This 1901 map from the Eastern Telegraph Company is an interesting view of how the world communicated back then. The red lines are telegraph cables.
From wikipedia:
Oceanic telegraph cables
The first commercially successful transatlantic telegraph cable was successfully completed on 18 July 1866. The lasting connections were achieved by the ship SS Great Eastern, captained by Sir James Anderson.[11] Earlier transatlantic submarine cables installations were attempted in 1857, 1858 and 1865. The 1857 cable only operated intermittently for a few days or weeks before it failed. The study of underwater telegraph cables accelerated interest in mathematical analysis of very long transmission lines. The telegraph lines from Britain to India were connected in 1870 (those several companies combined to form the Eastern Telegraph Company in 1872).
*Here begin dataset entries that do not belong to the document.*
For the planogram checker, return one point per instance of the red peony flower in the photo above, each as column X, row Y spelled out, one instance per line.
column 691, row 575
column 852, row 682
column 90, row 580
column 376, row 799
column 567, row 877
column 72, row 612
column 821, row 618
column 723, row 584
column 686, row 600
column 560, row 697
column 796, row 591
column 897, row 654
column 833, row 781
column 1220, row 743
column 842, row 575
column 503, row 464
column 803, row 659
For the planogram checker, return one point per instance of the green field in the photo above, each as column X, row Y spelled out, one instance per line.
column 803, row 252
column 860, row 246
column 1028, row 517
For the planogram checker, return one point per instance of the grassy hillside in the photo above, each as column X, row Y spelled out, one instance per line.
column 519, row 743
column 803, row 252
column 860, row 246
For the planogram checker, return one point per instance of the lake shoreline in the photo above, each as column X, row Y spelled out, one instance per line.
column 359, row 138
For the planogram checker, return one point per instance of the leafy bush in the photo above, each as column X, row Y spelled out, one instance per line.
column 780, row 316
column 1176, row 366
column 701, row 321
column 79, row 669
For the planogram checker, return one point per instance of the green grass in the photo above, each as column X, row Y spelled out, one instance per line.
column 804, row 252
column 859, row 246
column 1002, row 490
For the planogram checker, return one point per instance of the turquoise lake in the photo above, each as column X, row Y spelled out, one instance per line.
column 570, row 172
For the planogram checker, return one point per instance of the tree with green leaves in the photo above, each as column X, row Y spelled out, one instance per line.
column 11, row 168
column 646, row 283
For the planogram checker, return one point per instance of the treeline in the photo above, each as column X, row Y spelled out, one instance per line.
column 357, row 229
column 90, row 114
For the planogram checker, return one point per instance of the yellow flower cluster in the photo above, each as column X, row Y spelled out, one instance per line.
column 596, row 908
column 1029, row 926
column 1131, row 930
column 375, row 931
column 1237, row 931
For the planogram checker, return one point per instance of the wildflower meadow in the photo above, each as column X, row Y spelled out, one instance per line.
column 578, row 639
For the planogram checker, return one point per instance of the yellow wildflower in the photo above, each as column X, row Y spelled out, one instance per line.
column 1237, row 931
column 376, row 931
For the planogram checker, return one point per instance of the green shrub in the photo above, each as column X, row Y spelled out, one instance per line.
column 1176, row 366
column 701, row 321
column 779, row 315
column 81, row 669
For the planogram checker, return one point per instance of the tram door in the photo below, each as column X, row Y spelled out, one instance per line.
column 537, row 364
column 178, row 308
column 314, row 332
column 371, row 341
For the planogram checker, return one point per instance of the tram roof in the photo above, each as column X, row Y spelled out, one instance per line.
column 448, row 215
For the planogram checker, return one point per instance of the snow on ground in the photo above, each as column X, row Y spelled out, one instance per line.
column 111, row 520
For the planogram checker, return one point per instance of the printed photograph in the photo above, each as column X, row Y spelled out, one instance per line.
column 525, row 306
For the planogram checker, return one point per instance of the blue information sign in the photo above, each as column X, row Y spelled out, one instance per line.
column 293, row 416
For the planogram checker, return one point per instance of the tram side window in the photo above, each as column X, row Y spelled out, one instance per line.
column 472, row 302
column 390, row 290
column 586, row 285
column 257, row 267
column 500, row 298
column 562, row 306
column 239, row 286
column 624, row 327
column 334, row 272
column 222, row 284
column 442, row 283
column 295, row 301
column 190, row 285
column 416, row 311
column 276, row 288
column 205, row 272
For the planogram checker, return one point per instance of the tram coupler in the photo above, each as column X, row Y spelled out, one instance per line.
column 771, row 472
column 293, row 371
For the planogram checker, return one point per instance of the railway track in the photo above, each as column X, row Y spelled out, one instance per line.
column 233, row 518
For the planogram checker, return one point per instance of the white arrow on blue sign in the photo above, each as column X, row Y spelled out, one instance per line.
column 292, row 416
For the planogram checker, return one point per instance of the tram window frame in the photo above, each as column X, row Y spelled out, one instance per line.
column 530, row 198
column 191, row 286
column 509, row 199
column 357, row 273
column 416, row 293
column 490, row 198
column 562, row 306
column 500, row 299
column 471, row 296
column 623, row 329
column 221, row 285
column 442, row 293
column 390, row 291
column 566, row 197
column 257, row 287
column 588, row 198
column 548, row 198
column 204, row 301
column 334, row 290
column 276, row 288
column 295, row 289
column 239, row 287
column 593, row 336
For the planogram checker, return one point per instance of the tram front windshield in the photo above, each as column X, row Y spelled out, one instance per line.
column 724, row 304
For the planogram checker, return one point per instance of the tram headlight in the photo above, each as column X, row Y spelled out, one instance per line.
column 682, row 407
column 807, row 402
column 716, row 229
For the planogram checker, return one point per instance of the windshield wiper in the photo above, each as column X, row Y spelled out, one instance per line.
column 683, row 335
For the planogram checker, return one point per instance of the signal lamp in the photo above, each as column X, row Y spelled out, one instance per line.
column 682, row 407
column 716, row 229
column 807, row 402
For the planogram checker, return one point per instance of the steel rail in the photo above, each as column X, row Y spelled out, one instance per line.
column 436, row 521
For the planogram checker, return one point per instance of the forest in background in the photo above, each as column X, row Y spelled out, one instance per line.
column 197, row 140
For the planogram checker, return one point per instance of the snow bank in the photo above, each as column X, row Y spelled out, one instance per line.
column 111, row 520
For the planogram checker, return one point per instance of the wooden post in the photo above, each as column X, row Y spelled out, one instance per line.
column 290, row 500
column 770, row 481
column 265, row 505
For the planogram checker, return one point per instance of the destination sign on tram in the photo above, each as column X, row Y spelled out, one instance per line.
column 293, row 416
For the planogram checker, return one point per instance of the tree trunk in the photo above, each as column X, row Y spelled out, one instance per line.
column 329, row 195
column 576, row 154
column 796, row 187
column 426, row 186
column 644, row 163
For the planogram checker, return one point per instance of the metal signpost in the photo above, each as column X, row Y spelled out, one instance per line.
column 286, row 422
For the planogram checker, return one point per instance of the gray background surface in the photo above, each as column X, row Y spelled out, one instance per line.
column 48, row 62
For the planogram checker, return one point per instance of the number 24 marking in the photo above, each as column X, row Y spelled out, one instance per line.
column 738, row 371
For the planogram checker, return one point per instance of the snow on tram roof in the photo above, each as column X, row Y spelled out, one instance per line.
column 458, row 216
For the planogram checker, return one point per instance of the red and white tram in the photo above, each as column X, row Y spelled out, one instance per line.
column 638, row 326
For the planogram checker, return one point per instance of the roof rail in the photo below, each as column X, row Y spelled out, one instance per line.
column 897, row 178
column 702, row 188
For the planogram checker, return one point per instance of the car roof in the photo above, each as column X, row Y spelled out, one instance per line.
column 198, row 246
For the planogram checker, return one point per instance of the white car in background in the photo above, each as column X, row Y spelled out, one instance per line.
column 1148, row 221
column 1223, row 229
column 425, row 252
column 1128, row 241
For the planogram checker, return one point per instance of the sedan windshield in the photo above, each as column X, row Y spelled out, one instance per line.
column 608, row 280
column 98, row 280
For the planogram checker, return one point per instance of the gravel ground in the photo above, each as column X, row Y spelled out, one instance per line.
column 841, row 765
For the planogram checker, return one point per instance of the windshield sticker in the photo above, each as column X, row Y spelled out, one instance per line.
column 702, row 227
Australia was first linked to the rest of the world in October 1872 by a submarine telegraph cable at Darwin. Further advancements in telegraph technology occurred in the early 1870s, when Thomas Edison devised a full duplex two-way telegraph and then doubled its capacity with the invention of quadruplex telegraphy in 1874. Edison filed for a U.S. patent on the duplex telegraph on 1 September 1874 and received U.S. Patent 480,567 on 9 August 1892.
The telegraph across the Pacific was completed in 1902, finally encircling the world.